Department of Urology, University Hospital of Larisa, Larisa, Greece.
Urology. 2013 Jun;81(6):1147-52. doi: 10.1016/j.urology.2012.11.080. Epub 2013 Mar 16.
To suggest minipercutaneous ureterolithotripsy using the mininephroscope as an alternative process for impacted stones of the upper ureter because these stones can be challenging to treat and can produce severe symptoms.
We report our results of cases in which the percutaneous approach using 2-step minipercutaneous ureteroscopy with the mininephroscope was used to achieve relief from the stone, with minimal anesthesia risks. A total of 54 patients (33 men and 21 women) presented with impacted stones in the proximal ureter. The mean stone size was 16.2 mm (range 10-21). All patients were treated with 2-step minipercutaneous antegrade ureterolithotripsy under multimodal analgesia.
The mean operative time was 49 minutes (range 40-110). Placement of the percutaneous drainage tube was quick and was performed with the patient under local anesthesia. The minipercutaneous session followed several days later, with the patient under multimodal anesthesia. The initial stone-free rate was 94%. The stone-free rate 2 months after the procedure was 100%. All procedures were well tolerated by the patients (group mean visual analog scale score 3.1 ± 0.7 standard deviation). No severe adverse events were noted. The mean hospital stay was 5.3 days (range 3-12).
In selected emergency cases of impacted proximal ureteral stones, the approach of the initial insertion of a nephrostomy tube followed by a second session of antegrade ureterolithotripsy using the mininephroscope is a safe and effective alternative treatment, especially, because it can be accomplished with minimal anesthesia requirements.
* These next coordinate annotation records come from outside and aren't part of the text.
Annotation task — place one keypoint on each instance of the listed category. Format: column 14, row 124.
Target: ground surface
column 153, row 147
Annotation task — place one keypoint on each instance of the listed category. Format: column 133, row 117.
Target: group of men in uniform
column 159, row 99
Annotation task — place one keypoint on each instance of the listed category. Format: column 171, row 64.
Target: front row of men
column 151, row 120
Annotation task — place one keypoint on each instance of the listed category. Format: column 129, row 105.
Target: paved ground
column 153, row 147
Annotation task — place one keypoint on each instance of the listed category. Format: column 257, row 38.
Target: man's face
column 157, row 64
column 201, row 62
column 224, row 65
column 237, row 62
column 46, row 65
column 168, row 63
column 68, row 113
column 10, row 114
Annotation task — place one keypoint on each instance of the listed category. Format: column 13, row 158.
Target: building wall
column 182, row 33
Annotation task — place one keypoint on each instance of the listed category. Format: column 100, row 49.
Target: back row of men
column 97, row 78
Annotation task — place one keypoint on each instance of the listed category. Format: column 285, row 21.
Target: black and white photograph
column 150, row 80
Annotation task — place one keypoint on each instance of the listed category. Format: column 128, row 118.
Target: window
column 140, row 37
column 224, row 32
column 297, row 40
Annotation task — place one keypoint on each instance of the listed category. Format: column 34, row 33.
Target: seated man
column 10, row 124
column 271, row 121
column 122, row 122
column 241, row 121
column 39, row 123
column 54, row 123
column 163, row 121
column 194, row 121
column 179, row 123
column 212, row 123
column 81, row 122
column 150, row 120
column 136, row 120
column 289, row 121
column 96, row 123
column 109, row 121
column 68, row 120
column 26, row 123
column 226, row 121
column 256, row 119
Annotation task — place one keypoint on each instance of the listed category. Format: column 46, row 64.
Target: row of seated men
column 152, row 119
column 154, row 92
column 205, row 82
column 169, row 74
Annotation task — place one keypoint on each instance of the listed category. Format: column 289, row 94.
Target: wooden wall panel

提出经皮微通道输尿管镜碎石术作为治疗上段输尿管嵌顿结石的一种替代方法,因为这些结石治疗起来具有挑战性,而且可能产生严重的症状。
我们报告了使用 2 步经皮微通道输尿管镜碎石术联合迷你肾镜治疗 54 例上段输尿管嵌顿结石患者的结果,这些患者的结石得到了缓解,麻醉风险最小。所有患者均采用多模式镇痛下的 2 步经皮顺行输尿管镜碎石术治疗。共有 33 名男性和 21 名女性患者因上段输尿管嵌顿结石就诊。结石平均大小为 16.2mm(范围 10-21mm)。所有患者均在局部麻醉下快速放置经皮引流管。随后几天,在多模式麻醉下进行 2 步经皮顺行输尿管镜碎石术。初始结石清除率为 94%。术后 2 个月的结石清除率为 100%。所有手术均被患者良好耐受(组间平均视觉模拟评分 3.1±0.7 标准差)。未出现严重不良事件。患者平均住院时间为 5.3 天(范围 3-12 天)。
在选择的紧急情况下,对于上段输尿管嵌顿结石,初次插入肾造瘘管,然后再进行第二次迷你肾镜顺行输尿管镜碎石术是一种安全有效的治疗方法,特别是因为它可以在最小的麻醉需求下完成。